Lo del consumo de cercanía, o también llamado producto de kilómetro cero, ¿significa que tenemos que renunciar a disfrutar de las delicias de países lejanos al nuestro? Obviamente no, pero si al menos encontrar un camino racional en el consumo de la mayoría de productos básicos de la cocina que sí podemos encontrar en nuestro entorno más cercano, sea este la comarca, la provincia, la región o el entorno nacional más próximo. A ello se une el consumo de productos de temporada.

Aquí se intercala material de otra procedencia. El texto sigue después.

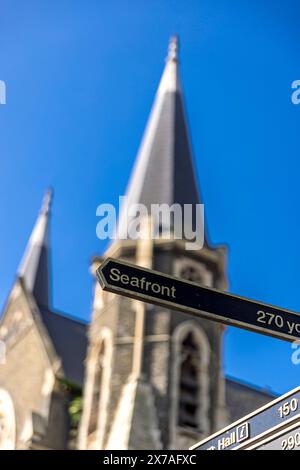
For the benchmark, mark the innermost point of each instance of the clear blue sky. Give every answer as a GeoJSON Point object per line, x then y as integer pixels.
{"type": "Point", "coordinates": [81, 77]}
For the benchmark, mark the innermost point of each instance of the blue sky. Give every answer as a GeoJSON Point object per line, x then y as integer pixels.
{"type": "Point", "coordinates": [81, 77]}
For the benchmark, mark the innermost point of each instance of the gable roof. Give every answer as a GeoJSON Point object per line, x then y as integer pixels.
{"type": "Point", "coordinates": [69, 338]}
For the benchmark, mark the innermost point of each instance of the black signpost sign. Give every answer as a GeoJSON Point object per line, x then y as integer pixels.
{"type": "Point", "coordinates": [269, 418]}
{"type": "Point", "coordinates": [188, 297]}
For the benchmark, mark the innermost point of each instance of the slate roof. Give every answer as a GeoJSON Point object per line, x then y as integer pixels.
{"type": "Point", "coordinates": [164, 169]}
{"type": "Point", "coordinates": [69, 338]}
{"type": "Point", "coordinates": [243, 398]}
{"type": "Point", "coordinates": [34, 267]}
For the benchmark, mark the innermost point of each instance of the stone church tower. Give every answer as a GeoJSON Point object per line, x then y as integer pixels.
{"type": "Point", "coordinates": [41, 354]}
{"type": "Point", "coordinates": [154, 376]}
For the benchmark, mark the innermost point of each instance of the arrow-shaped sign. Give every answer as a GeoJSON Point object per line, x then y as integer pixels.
{"type": "Point", "coordinates": [188, 297]}
{"type": "Point", "coordinates": [253, 428]}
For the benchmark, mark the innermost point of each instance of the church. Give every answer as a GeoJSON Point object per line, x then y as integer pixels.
{"type": "Point", "coordinates": [137, 376]}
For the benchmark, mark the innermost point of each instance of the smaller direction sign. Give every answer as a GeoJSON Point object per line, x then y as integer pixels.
{"type": "Point", "coordinates": [188, 297]}
{"type": "Point", "coordinates": [257, 425]}
{"type": "Point", "coordinates": [286, 439]}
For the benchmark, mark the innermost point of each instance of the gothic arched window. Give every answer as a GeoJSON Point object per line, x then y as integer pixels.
{"type": "Point", "coordinates": [96, 394]}
{"type": "Point", "coordinates": [189, 383]}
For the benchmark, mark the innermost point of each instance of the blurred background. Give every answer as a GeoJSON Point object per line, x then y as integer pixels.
{"type": "Point", "coordinates": [81, 77]}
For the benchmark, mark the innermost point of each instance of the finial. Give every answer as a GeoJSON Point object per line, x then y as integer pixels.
{"type": "Point", "coordinates": [47, 201]}
{"type": "Point", "coordinates": [173, 49]}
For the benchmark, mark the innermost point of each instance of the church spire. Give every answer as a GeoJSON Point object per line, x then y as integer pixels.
{"type": "Point", "coordinates": [34, 268]}
{"type": "Point", "coordinates": [164, 171]}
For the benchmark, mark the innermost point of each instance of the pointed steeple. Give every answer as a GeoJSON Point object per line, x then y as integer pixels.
{"type": "Point", "coordinates": [34, 268]}
{"type": "Point", "coordinates": [164, 171]}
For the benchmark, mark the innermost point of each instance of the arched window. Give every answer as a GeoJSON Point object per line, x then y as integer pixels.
{"type": "Point", "coordinates": [189, 383]}
{"type": "Point", "coordinates": [97, 389]}
{"type": "Point", "coordinates": [96, 394]}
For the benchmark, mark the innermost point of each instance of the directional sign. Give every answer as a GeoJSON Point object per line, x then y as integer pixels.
{"type": "Point", "coordinates": [287, 439]}
{"type": "Point", "coordinates": [254, 427]}
{"type": "Point", "coordinates": [188, 297]}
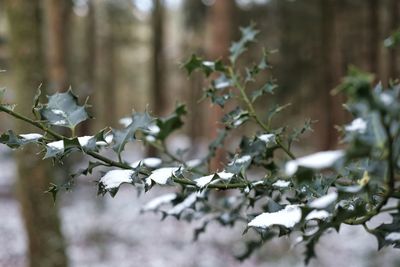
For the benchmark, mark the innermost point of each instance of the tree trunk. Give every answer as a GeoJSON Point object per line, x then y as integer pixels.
{"type": "Point", "coordinates": [394, 25]}
{"type": "Point", "coordinates": [46, 244]}
{"type": "Point", "coordinates": [158, 79]}
{"type": "Point", "coordinates": [58, 13]}
{"type": "Point", "coordinates": [331, 112]}
{"type": "Point", "coordinates": [105, 66]}
{"type": "Point", "coordinates": [220, 22]}
{"type": "Point", "coordinates": [374, 40]}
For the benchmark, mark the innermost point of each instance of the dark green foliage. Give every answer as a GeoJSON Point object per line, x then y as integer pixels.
{"type": "Point", "coordinates": [308, 196]}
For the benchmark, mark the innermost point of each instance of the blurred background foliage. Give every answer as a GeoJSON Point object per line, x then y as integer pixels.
{"type": "Point", "coordinates": [127, 54]}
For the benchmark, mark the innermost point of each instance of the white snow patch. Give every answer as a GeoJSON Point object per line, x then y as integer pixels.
{"type": "Point", "coordinates": [148, 162]}
{"type": "Point", "coordinates": [319, 160]}
{"type": "Point", "coordinates": [193, 163]}
{"type": "Point", "coordinates": [287, 217]}
{"type": "Point", "coordinates": [158, 201]}
{"type": "Point", "coordinates": [317, 214]}
{"type": "Point", "coordinates": [386, 99]}
{"type": "Point", "coordinates": [393, 236]}
{"type": "Point", "coordinates": [203, 181]}
{"type": "Point", "coordinates": [153, 129]}
{"type": "Point", "coordinates": [126, 121]}
{"type": "Point", "coordinates": [115, 178]}
{"type": "Point", "coordinates": [225, 175]}
{"type": "Point", "coordinates": [266, 138]}
{"type": "Point", "coordinates": [59, 122]}
{"type": "Point", "coordinates": [161, 176]}
{"type": "Point", "coordinates": [59, 112]}
{"type": "Point", "coordinates": [241, 160]}
{"type": "Point", "coordinates": [57, 145]}
{"type": "Point", "coordinates": [31, 136]}
{"type": "Point", "coordinates": [208, 64]}
{"type": "Point", "coordinates": [324, 201]}
{"type": "Point", "coordinates": [281, 183]}
{"type": "Point", "coordinates": [189, 201]}
{"type": "Point", "coordinates": [358, 125]}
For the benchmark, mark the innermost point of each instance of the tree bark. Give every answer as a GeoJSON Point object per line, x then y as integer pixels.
{"type": "Point", "coordinates": [394, 25]}
{"type": "Point", "coordinates": [58, 13]}
{"type": "Point", "coordinates": [105, 66]}
{"type": "Point", "coordinates": [158, 73]}
{"type": "Point", "coordinates": [45, 241]}
{"type": "Point", "coordinates": [331, 112]}
{"type": "Point", "coordinates": [220, 22]}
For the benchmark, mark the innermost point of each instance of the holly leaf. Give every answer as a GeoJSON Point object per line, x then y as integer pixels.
{"type": "Point", "coordinates": [140, 121]}
{"type": "Point", "coordinates": [63, 110]}
{"type": "Point", "coordinates": [171, 123]}
{"type": "Point", "coordinates": [237, 48]}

Todo lo expuesto en el párrafo anterior facilita una menor contaminación ambiental debida a los grandes transportes, a los procesos de conservación, a las explotaciones industriales y al gasto energético aparejado a estos procesos, precocinados, refrigeraciones, etc.

Esto no solo repercutiría en una mayor calidad de lo que consumimos, en un retorno a los sabores más auténticos de antaño, sino a una mejora en nuestra dieta y un beneficio para nuestra salud. Para lograr una Gastronomía Sostenible debemos de pararnos a pensar en nuestros menús diarios y, muy principalmente y anterior, lo primero es consecuencia de lo segundo, en nuestra cesta de la compra, huir de los blíster, los alimentos plastificados, precocinados, etc. O sea, volver cada vez más a los productos frescos, a los productores cercanos. El mundo y nuestro cuerpo lo agradecerán.